Wandering Thoughts archives

2019-10-11

A YAML syntax surprise and trick in Prometheus Alertmanager configuration

In a comment on my entry on doing reboot notifications with Prometheus, Simon noted:

Just a note to say that since Alertmanager v0.16.0, it is possible to group alerts by all labels using "group_by: [...]".

When I saw this syntax in the comment, my eyebrows went up, because I'd never seen any sort of ... syntax in YAML before; I had no idea it was even a thing you could do in YAML, and I didn't know what it really meant. Was it some special syntax that flagged what would normally be a YAML array for special processing, for example? So I scurried off to the Wikipedia YAML entry, then the official YAML site and the specification, and finally the Alertmanager source code (because sometimes I'm a systems programmer).

As it turns out this is explained (more or less) in the current Alertmanager documentation, if you read all of the words. Let me quote them:

To aggregate by all possible labels use the special value '...' as the sole label name, for example:
group_by: ['...']

However, the other part of this documentation is less clear, since it lists things as:

[ group_by: '[' <labelname>, ... ']' ]

What is actually going on here is that although the ... looks like YAML syntax, it's actually just a YAML string. The group_by setting is an array of (YAML) strings, which are normally the Prometheus labels to group by, but if you use the string value '...' all by itself, Alertmanager behaves specially. This can be written in a way that looks like syntax instead of a string because YAML allows a lot of unquoted things to be taken as strings (what YAML calls scalars).

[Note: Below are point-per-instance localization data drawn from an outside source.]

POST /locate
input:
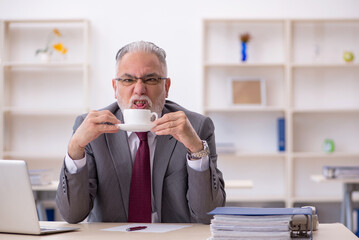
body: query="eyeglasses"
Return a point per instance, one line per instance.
(147, 80)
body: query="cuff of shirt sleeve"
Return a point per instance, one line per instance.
(73, 166)
(199, 165)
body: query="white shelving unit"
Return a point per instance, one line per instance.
(39, 100)
(307, 82)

(I'm honestly not sure when you have to quote a YAML string.)

The way that Alertmanager documents this makes it reasonably clear that the '...' is an unusual label, not a bit of YAML syntax, since the documentation both explicitly says so and shows it in quoted form (except in a place where the quotes sort of have a different meaning). However, writing it without the explicit quotes makes things much more confusing unless you're already in tune enough with YAML to get what's going on.

My suspicion is that a lot of people aren't going to be that in tune with YAML, partly because YAML is complex, which makes it easy to believe that there's some aspect of YAML syntax you don't know or don't remember. Certainly this experience has reinforced my view that I should be as explicit as possible in our Prometheus YAML usage, even if it's not necessary under the rules. I should also use a consistent style about whether some things are always quoted or not, instead of varying it around for individual rules, configuration bits, and so on.

(Also I should generally avoid any clever YAML things unless I absolutely have to use them.)

YamlSyntaxSurprise written at 21:46:57; Add Comment

2019-10-08

How we implement reboot notifications when our machines reboot in Prometheus

I wrote yesterday about why we generate alerts that our machines have rebooted, but not about how we do it. It turns out that there are a few little tricks about doing this in Prometheus, especially in an environment where you're using physical servers.

The big issue is that Prometheus isn't actually designed to send notifications; it's designed to have alerts. The difference between a notification and an alert is that you send a notification once and then you're done, while an alert is raised, potentially triggers various sorts of notifications after some delay, and then goes away. To abuse some terms, a notification is edge triggered while an alert is level triggered. To create a notification in a system that's designed for alerts, we basically need to turn the event we want to notify about into a level-triggering condition that we can alert on. This condition needs to be true for a while, so the alert is reliably triggered and sent (even in the face of delays or failure to immediately scrape the server's host agent), but it has to go away again sooner or later (otherwise we will basically have a constantly asserted alert that clutters things up).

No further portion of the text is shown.